Para su gran afición dispusieron los reyes de un pequeño ejército de dependientes especializados en las distintas tareas y distribuidos en tres gremios: Real Caza de Montería, Real Caza de Ballestería y Real Caza de Volatería. Al frente de cada uno de ellos estaban el montero mayor, el ballestero mayor y el halconero o cazador mayor, respectivamente. Por debajo de estos importantes cargos, que fueron desempeñados por individuos de la nobleza, hubo tenientes y otros muchos puestos de menor responsabilidad.
De acuerdo con una antigua costumbre de la Casa de Castilla, que probablemente también existiría en otros lugares de España, los hijos de los empleados reales de la caza tenían preferencia para ocupar un puesto, que muchas veces era el mismo que habían desempeñado sus padres.
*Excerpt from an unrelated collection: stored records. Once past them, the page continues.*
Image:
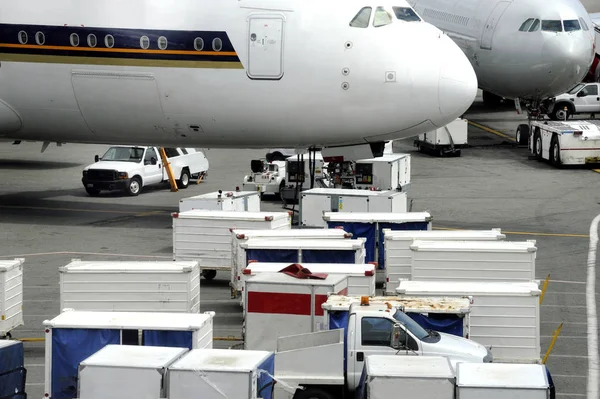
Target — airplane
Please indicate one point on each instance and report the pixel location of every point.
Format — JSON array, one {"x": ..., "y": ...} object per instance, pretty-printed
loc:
[
  {"x": 226, "y": 74},
  {"x": 520, "y": 49}
]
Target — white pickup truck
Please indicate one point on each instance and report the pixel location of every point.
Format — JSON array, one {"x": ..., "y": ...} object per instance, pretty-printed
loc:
[
  {"x": 130, "y": 168},
  {"x": 581, "y": 99}
]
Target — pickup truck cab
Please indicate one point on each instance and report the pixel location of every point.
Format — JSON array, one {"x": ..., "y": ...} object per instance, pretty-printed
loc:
[
  {"x": 129, "y": 168},
  {"x": 581, "y": 99}
]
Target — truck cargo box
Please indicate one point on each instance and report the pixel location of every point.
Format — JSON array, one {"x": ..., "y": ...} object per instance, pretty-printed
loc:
[
  {"x": 361, "y": 276},
  {"x": 205, "y": 236},
  {"x": 239, "y": 201},
  {"x": 278, "y": 304},
  {"x": 423, "y": 377},
  {"x": 74, "y": 335},
  {"x": 371, "y": 226},
  {"x": 318, "y": 201},
  {"x": 222, "y": 373},
  {"x": 239, "y": 236},
  {"x": 11, "y": 295},
  {"x": 398, "y": 255},
  {"x": 493, "y": 261},
  {"x": 503, "y": 315},
  {"x": 126, "y": 371},
  {"x": 499, "y": 381},
  {"x": 303, "y": 250},
  {"x": 130, "y": 286},
  {"x": 12, "y": 370}
]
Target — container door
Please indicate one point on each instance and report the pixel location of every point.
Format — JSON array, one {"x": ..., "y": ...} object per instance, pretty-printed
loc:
[
  {"x": 490, "y": 25},
  {"x": 265, "y": 52}
]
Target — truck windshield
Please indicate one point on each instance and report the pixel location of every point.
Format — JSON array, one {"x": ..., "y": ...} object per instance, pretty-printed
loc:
[
  {"x": 412, "y": 326},
  {"x": 124, "y": 154}
]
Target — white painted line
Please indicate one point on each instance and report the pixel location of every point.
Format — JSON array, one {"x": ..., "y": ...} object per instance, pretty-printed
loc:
[{"x": 592, "y": 382}]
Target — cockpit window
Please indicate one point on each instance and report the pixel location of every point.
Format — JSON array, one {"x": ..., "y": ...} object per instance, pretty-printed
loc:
[
  {"x": 552, "y": 25},
  {"x": 526, "y": 25},
  {"x": 571, "y": 25},
  {"x": 382, "y": 17},
  {"x": 406, "y": 14},
  {"x": 361, "y": 20}
]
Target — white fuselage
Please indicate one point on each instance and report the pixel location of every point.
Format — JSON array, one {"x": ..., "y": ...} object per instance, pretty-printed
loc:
[
  {"x": 511, "y": 63},
  {"x": 280, "y": 73}
]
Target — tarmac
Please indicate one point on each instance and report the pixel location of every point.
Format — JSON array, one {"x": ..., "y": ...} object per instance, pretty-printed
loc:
[{"x": 47, "y": 218}]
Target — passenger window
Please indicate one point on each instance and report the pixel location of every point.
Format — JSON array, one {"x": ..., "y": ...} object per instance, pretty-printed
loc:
[
  {"x": 361, "y": 20},
  {"x": 406, "y": 14},
  {"x": 535, "y": 26},
  {"x": 376, "y": 331},
  {"x": 552, "y": 26},
  {"x": 526, "y": 25},
  {"x": 382, "y": 17},
  {"x": 571, "y": 25}
]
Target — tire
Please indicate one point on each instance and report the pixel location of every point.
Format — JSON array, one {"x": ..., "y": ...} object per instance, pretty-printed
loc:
[
  {"x": 184, "y": 180},
  {"x": 522, "y": 134},
  {"x": 312, "y": 393},
  {"x": 134, "y": 187},
  {"x": 92, "y": 191},
  {"x": 209, "y": 274}
]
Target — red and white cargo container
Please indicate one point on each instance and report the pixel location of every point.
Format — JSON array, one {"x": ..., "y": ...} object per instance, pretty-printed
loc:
[{"x": 279, "y": 305}]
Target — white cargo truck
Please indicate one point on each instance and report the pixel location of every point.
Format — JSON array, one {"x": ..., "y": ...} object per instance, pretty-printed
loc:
[
  {"x": 222, "y": 201},
  {"x": 565, "y": 143},
  {"x": 222, "y": 373},
  {"x": 126, "y": 371},
  {"x": 493, "y": 261},
  {"x": 11, "y": 295},
  {"x": 361, "y": 276},
  {"x": 314, "y": 203},
  {"x": 423, "y": 377},
  {"x": 73, "y": 336},
  {"x": 239, "y": 236},
  {"x": 505, "y": 316},
  {"x": 205, "y": 236},
  {"x": 130, "y": 286},
  {"x": 398, "y": 255},
  {"x": 500, "y": 381}
]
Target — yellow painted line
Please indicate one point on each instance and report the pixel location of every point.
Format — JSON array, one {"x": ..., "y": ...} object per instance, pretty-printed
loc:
[
  {"x": 528, "y": 233},
  {"x": 490, "y": 130}
]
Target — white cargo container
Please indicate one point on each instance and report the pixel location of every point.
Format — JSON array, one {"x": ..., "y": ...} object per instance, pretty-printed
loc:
[
  {"x": 278, "y": 305},
  {"x": 239, "y": 236},
  {"x": 398, "y": 255},
  {"x": 72, "y": 336},
  {"x": 130, "y": 286},
  {"x": 205, "y": 236},
  {"x": 222, "y": 373},
  {"x": 494, "y": 261},
  {"x": 503, "y": 315},
  {"x": 126, "y": 371},
  {"x": 240, "y": 201},
  {"x": 500, "y": 381},
  {"x": 423, "y": 377},
  {"x": 361, "y": 276},
  {"x": 11, "y": 295},
  {"x": 314, "y": 203},
  {"x": 302, "y": 250},
  {"x": 388, "y": 172}
]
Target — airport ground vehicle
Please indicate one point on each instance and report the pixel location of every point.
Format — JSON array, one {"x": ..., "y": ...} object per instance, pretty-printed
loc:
[
  {"x": 564, "y": 143},
  {"x": 130, "y": 168}
]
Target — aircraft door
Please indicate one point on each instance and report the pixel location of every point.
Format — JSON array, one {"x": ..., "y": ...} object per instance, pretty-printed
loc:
[
  {"x": 265, "y": 47},
  {"x": 490, "y": 25}
]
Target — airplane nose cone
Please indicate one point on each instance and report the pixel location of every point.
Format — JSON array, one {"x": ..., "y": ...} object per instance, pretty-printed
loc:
[{"x": 457, "y": 85}]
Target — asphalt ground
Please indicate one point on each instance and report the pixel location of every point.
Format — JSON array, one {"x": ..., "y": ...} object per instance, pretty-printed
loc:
[{"x": 47, "y": 218}]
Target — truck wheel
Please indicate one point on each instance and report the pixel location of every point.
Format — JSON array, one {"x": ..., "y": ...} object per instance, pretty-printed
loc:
[
  {"x": 312, "y": 393},
  {"x": 184, "y": 180},
  {"x": 135, "y": 186},
  {"x": 209, "y": 274}
]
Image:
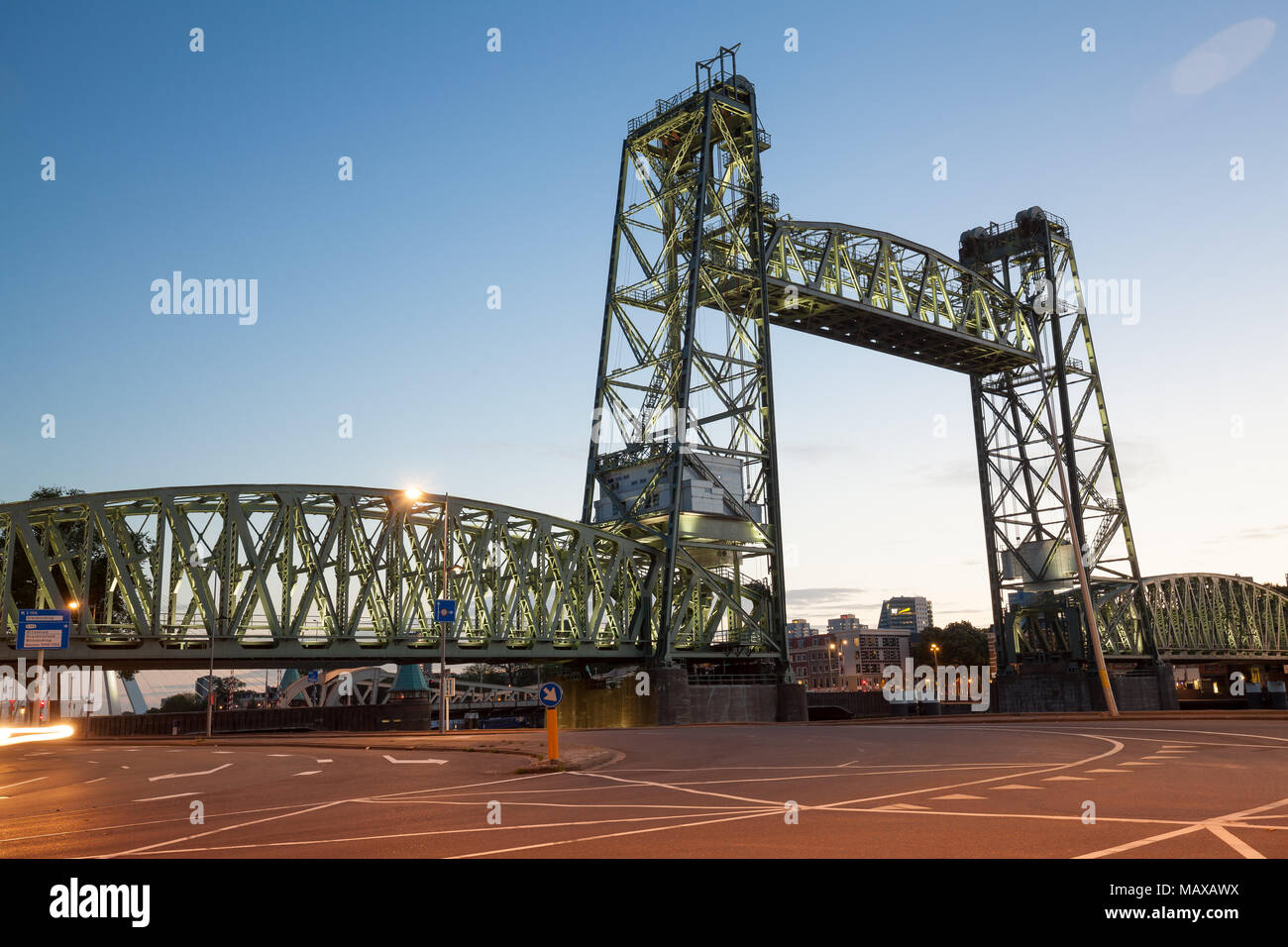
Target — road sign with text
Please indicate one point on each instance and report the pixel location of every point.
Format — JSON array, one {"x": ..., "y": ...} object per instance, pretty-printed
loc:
[{"x": 44, "y": 629}]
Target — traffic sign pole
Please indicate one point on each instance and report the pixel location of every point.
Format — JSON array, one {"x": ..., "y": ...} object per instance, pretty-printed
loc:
[
  {"x": 549, "y": 696},
  {"x": 40, "y": 629},
  {"x": 40, "y": 696}
]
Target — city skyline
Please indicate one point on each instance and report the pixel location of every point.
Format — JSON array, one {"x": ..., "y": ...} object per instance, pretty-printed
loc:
[{"x": 394, "y": 266}]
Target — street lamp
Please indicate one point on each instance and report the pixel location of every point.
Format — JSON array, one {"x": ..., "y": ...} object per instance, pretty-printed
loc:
[{"x": 934, "y": 654}]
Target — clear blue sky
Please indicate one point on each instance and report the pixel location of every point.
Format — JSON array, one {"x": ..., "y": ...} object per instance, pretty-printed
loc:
[{"x": 476, "y": 169}]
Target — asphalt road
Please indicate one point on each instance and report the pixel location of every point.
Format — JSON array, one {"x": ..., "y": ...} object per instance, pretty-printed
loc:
[{"x": 1159, "y": 789}]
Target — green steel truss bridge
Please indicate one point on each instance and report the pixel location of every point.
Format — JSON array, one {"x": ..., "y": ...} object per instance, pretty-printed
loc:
[{"x": 678, "y": 554}]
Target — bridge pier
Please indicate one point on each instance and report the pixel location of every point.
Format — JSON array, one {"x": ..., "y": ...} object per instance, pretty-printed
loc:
[
  {"x": 1051, "y": 690},
  {"x": 670, "y": 697}
]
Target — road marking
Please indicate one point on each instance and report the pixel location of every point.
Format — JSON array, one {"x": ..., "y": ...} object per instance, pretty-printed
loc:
[
  {"x": 184, "y": 776},
  {"x": 1115, "y": 749},
  {"x": 24, "y": 783},
  {"x": 617, "y": 835},
  {"x": 1234, "y": 841},
  {"x": 424, "y": 761},
  {"x": 1188, "y": 830},
  {"x": 226, "y": 828}
]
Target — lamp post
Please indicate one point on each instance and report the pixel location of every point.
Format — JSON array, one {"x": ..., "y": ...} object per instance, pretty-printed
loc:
[
  {"x": 442, "y": 630},
  {"x": 934, "y": 652}
]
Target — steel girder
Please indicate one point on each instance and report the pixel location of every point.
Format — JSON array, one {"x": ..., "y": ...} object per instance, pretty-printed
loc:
[
  {"x": 1026, "y": 530},
  {"x": 683, "y": 393},
  {"x": 320, "y": 577},
  {"x": 1196, "y": 616}
]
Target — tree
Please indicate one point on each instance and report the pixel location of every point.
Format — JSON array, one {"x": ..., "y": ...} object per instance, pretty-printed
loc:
[
  {"x": 960, "y": 643},
  {"x": 181, "y": 703}
]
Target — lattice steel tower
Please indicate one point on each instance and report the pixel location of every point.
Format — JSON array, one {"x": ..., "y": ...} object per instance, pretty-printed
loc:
[
  {"x": 682, "y": 450},
  {"x": 1026, "y": 530}
]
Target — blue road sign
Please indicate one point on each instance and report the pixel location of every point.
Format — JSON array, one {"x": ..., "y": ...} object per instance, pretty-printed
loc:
[{"x": 47, "y": 629}]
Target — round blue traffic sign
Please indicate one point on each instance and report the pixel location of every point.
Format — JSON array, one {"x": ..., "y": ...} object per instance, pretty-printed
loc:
[{"x": 550, "y": 694}]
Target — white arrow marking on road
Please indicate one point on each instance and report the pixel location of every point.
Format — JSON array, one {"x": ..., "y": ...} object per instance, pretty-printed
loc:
[
  {"x": 181, "y": 776},
  {"x": 424, "y": 761},
  {"x": 24, "y": 783}
]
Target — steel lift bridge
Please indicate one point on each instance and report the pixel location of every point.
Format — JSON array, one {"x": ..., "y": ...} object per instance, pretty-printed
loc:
[{"x": 678, "y": 554}]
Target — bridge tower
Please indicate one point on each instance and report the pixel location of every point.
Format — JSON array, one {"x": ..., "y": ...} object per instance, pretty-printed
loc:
[
  {"x": 1031, "y": 573},
  {"x": 683, "y": 447}
]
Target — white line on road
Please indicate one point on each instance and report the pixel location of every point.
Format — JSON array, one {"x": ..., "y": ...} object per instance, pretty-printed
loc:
[
  {"x": 1194, "y": 827},
  {"x": 183, "y": 776},
  {"x": 24, "y": 783},
  {"x": 424, "y": 761}
]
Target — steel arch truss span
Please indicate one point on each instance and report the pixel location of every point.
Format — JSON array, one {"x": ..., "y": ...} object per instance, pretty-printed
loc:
[
  {"x": 318, "y": 577},
  {"x": 872, "y": 289},
  {"x": 1197, "y": 616}
]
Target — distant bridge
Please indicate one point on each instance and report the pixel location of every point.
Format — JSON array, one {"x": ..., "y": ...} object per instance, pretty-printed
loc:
[{"x": 679, "y": 549}]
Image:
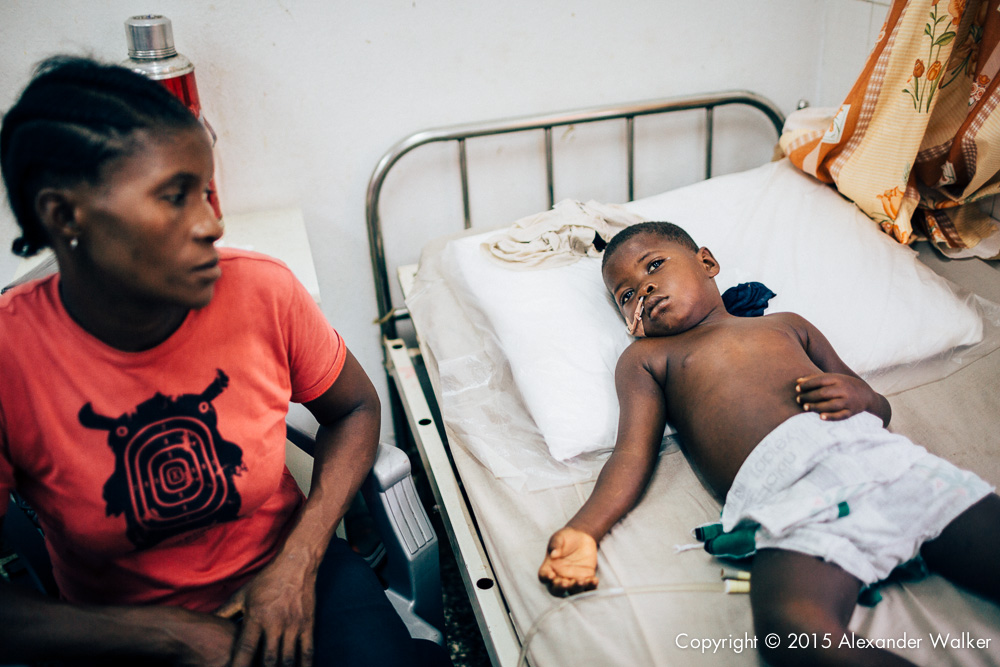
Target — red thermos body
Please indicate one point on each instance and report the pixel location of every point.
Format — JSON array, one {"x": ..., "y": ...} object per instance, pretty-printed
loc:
[{"x": 151, "y": 51}]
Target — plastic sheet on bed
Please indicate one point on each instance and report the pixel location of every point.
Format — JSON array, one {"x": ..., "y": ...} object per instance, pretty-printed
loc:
[{"x": 482, "y": 404}]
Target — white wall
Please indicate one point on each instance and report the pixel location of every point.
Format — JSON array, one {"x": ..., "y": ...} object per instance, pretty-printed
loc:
[{"x": 307, "y": 94}]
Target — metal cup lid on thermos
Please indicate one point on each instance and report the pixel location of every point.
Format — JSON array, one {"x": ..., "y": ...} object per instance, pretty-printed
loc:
[{"x": 150, "y": 36}]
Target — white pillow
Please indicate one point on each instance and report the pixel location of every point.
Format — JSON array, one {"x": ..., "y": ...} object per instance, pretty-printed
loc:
[{"x": 562, "y": 335}]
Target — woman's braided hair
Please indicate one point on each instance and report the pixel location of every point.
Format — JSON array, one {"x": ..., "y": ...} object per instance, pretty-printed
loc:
[{"x": 73, "y": 117}]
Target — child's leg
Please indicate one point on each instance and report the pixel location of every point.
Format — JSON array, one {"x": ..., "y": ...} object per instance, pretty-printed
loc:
[
  {"x": 804, "y": 600},
  {"x": 968, "y": 550}
]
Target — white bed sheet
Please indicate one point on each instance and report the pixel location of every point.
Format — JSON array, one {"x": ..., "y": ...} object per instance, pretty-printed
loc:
[
  {"x": 657, "y": 628},
  {"x": 556, "y": 336}
]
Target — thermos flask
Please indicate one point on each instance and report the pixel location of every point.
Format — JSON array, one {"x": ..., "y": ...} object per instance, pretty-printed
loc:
[{"x": 151, "y": 52}]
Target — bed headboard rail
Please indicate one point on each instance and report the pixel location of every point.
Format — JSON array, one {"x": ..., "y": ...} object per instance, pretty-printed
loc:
[{"x": 544, "y": 122}]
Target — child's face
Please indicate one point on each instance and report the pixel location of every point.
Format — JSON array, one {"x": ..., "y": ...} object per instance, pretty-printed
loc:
[
  {"x": 148, "y": 231},
  {"x": 674, "y": 284}
]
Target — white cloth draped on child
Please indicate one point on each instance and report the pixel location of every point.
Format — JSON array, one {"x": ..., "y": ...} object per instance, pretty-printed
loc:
[
  {"x": 559, "y": 236},
  {"x": 849, "y": 492}
]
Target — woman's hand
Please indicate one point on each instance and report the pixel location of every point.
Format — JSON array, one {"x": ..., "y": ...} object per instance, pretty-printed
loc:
[
  {"x": 836, "y": 396},
  {"x": 570, "y": 563},
  {"x": 278, "y": 607}
]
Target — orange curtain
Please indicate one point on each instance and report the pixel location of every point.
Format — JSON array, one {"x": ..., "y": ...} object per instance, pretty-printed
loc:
[{"x": 916, "y": 143}]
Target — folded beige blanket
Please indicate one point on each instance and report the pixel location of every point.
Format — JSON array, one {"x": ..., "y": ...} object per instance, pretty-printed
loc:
[{"x": 559, "y": 236}]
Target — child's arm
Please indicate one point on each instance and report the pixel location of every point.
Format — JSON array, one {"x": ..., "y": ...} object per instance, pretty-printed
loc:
[
  {"x": 571, "y": 557},
  {"x": 838, "y": 392}
]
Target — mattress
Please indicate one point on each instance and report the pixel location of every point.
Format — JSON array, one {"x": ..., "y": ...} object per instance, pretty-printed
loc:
[{"x": 655, "y": 606}]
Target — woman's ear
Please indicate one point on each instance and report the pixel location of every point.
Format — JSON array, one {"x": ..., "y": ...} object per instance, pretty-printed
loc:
[
  {"x": 54, "y": 209},
  {"x": 708, "y": 261}
]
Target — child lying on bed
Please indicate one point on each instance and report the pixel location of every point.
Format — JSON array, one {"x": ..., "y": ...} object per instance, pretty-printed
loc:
[{"x": 792, "y": 438}]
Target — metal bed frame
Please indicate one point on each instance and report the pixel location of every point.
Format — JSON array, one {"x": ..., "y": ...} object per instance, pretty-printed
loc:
[{"x": 411, "y": 409}]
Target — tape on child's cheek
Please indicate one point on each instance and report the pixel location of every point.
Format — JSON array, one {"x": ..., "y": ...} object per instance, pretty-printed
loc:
[{"x": 635, "y": 327}]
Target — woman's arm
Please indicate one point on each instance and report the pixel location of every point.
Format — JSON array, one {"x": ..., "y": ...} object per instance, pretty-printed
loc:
[
  {"x": 35, "y": 628},
  {"x": 571, "y": 557},
  {"x": 279, "y": 603}
]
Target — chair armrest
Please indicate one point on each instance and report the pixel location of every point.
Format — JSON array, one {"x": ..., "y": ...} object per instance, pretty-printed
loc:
[{"x": 412, "y": 568}]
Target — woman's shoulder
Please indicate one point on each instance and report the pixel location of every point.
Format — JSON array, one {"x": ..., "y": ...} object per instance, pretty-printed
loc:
[
  {"x": 35, "y": 298},
  {"x": 246, "y": 267}
]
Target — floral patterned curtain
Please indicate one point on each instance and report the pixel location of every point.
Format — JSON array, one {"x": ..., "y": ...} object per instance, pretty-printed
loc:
[{"x": 916, "y": 143}]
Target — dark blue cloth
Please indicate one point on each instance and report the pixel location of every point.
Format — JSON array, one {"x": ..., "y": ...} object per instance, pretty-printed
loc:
[
  {"x": 747, "y": 299},
  {"x": 355, "y": 622}
]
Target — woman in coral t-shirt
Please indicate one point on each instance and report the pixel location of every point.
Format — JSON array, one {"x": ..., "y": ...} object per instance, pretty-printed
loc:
[{"x": 143, "y": 400}]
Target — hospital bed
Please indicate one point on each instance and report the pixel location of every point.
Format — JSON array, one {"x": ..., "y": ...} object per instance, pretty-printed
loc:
[{"x": 469, "y": 392}]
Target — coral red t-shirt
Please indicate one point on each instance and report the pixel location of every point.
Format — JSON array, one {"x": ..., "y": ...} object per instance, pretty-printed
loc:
[{"x": 159, "y": 476}]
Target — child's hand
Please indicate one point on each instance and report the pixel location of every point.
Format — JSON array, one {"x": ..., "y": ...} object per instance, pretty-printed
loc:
[
  {"x": 833, "y": 395},
  {"x": 570, "y": 563}
]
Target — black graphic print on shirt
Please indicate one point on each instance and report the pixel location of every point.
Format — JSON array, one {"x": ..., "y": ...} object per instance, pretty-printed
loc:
[{"x": 173, "y": 471}]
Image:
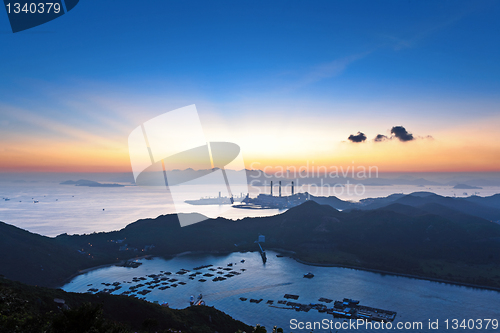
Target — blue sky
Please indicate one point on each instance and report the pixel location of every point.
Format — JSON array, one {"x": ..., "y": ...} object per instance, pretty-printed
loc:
[{"x": 426, "y": 64}]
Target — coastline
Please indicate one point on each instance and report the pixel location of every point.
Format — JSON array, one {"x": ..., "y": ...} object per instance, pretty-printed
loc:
[
  {"x": 291, "y": 254},
  {"x": 90, "y": 269}
]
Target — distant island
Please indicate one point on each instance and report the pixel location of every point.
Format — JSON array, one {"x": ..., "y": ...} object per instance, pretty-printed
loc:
[
  {"x": 466, "y": 187},
  {"x": 89, "y": 183}
]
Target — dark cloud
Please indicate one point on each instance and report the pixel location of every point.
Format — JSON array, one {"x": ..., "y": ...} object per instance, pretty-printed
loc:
[
  {"x": 380, "y": 138},
  {"x": 360, "y": 137},
  {"x": 402, "y": 134}
]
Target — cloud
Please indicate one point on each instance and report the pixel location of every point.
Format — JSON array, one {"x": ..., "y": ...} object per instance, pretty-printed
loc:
[
  {"x": 380, "y": 138},
  {"x": 360, "y": 137},
  {"x": 402, "y": 134}
]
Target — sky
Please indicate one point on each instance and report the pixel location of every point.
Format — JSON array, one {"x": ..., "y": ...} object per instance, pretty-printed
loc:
[{"x": 288, "y": 81}]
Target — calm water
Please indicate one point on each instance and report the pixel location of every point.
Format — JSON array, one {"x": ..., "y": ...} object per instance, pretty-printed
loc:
[
  {"x": 77, "y": 209},
  {"x": 414, "y": 300}
]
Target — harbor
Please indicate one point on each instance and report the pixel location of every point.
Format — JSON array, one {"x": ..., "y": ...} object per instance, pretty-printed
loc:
[
  {"x": 347, "y": 308},
  {"x": 412, "y": 299}
]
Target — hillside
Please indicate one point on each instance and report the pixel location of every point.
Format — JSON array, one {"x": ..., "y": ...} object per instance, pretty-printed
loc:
[{"x": 429, "y": 240}]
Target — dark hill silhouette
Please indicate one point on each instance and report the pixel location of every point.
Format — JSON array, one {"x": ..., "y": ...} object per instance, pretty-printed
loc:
[{"x": 428, "y": 240}]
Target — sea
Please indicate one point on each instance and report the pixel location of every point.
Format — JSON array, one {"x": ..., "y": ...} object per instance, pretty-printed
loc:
[
  {"x": 417, "y": 302},
  {"x": 49, "y": 208}
]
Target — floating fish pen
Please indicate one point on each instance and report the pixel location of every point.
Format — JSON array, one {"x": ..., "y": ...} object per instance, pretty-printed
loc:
[{"x": 326, "y": 300}]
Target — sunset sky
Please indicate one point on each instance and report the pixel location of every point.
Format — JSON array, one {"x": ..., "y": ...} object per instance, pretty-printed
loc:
[{"x": 288, "y": 81}]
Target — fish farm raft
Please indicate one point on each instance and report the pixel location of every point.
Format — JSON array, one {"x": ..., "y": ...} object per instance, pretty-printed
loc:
[{"x": 347, "y": 308}]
Ya en la Edad Media varios cazadores de Alfonso X el Sabio, Jaime II de Aragón, Juan II de Navarra, etc. vemos que llevaban el mismo apellido. Un decreto dado por Felipe IV el 8 de febrero de 1649 incluyó dentro de esa preferencia a los hijos de los empleados más modestos de la Caza de Volatería, los mancebos, siempre que fueran mayores de 15 años, hábiles para montar a caballo, cruzar los ríos y buscar los halcones perdidos.
Varios miembros de distintas familias fueron dependientes de la caza de nuestros monarcas. Entre ellos estuvieron los Pernía, tenientes de cazador mayor de la Caza de Volatería naturales de Villamuriel de Campos (Valladolid), que sirvieron en ese oficio a Felipe III, Felipe IV, Carlos II y Felipe V.
El teniente de cazador mayor representaba al cazador mayor durantes sus ausencias. Era también el encargado de las compras, en cualquier lugar de España y en el extranjero, de los muchos y costosos halcones que empleaban los monarcas. Era el teniente de cazador mayor quien ordenaba la búsqueda de las aves de rapiña perdidas “cuando se apartaban de los vuelos” alejándose demasiado al perseguir a sus presas y cuando éstas se refugiaban en lugares de abundante vegetación donde los halcones quedaban enredados.
Tanto el cazador mayor como el teniente tenían que ser representados y obedecidos por los demás empleados de la caza, y de esto se preocuparon mucho los reyes castigando a los que no lo cumplían.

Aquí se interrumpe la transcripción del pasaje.